Cross-Shard Messaging System

adiasg · September 26, 2019, 2:30am

This post outlines an in-protocol cross-shard messaging system by proposing changes to the block validity and fork choice rules. This is a part of the CBC Casper sharding proposal, but can be easily applied to later phases of Eth2.0. A description of this can be found in the CBC Casper draft paper in Section 4.6

1. Objective

Eth2.0 supports cross-shard messaging on an out-of-protocol basis, meaning that users have to manually perform some operations to deliver a cross-shard message. The protocol handles the delivery of the receipt of the transaction from a shard chain to the beacon chain, and the user has to create a transaction on the recipient shard that refers to this receipt.

The goal is to have a protocol which handles the end-to-end delivery of the cross-shard message, in which the user only has to generate a transaction on the first shard chain.

2. Proposal

2.1. Block Structure

Blocks now contain 2 new logs, one for sent messages (in this block) and received messages (in this block) each.

2.2. Messages

Messages are objects that contain:

sender_shard_ID
recipient_shard_ID
final_destination_shard_ID
target_block on the recipient shard
blocks_to_live parameter
payload_tx

Any cross-shard message is going to have to make 2 hops - Shard A to Beacon Chain, and Beacon Chain to Shard B. sender_shard_ID and recipient_shard_ID are for the specific hop, and final_destination_shard_ID identifies Shard B.

The message can be received in blocks on the recipient shard between heights height(target_block)+1 and height(target_block)+blocks_to_live.

In the above figure, the target_block is b2 and blocks_to_live is 2. This message can be received only in blocks b3 & b4.

2.3. Block Validity & Fork Choice

The atomicity of sends and receives needs to be maintained; either a message is sent in the sender shard and received in the recipient shard (eventually), or it does not appear anywhere.

I’ll skip the obvious ones like: each message can only be received once, chains can only receive messages destined for themselves, etc.

2.3.1. Shard Chains

The shard chain fork choice follows the beacon chain fork choice, and these modifications enforce the send-receive atomicity:

If the beacon chain sends a shard some message, then the target_block is in the fork choice on the shard chain.
If the beacon chain receives some message from a shard, the sender block is in the fork choice on the shard.
If the beacon chain does not receive a shard chain message by it’s expiry, then the sender block is orphaned in the shard.
Any shard chain block that doesn’t receive a yet-unreceived message by it’s blocks_to_live expiry is orphaned.

The below figure illustrates the first rule:

The below figure illustrates the second rule:

2.3.2. Beacon Chain

The beacon chain block validity rule enforces that messages received in a block are immediately redirected and sent to the final destination.

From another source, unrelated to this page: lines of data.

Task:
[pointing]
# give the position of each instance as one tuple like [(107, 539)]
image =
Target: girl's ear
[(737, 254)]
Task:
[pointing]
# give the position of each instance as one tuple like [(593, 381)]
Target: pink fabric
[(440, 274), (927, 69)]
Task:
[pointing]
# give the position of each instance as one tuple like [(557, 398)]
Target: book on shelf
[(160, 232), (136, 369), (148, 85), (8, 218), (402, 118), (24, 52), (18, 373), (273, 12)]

If a message is in the receive log of a block, it must also appear on the sent log of the block with:

sender_shard_ID identifying the beacon chain
recipient_shard_ID as the final_destination_shard_ID of the received message
appropriate target_block and blocks_to_live on the recipient shard

Since the shard chain fork choices are dependent on the beacon chain fork choice, the beacon chain fork choice must follow this rule to avoid chaos in the shards:

The beacon chain cannot send to/receive from one fork of a shard and later send to/receive from a conflicting fork of the shard. (“send to a fork” refers to the fork containing the target_block)

The purpose of this fork choice rule is to avoid the below situation:

3. How Are Messages Traveling Between Shards?

Messages can get from the beacon chain to the shards/from shards to the beacon chain naturally because of the way validators are distributed:

Messages from the beacon chain to a shard chain are seen by all validators on the shard, since they are also validators on the beacon chain. Validators on the shard chain also have all necessary information for executing the fork choice.
Messages sent from a shard to the beacon chain are collected by the respective crosslink committee and included in the crosslink information on the beacon chain. It is important to note that not all beacon chain validators have access to necessary information for executing the beacon chain fork choice and block validity rules. The requirement is that atleast one of the validators on the shard chain provides fraud proofs in case the stated rules are broken.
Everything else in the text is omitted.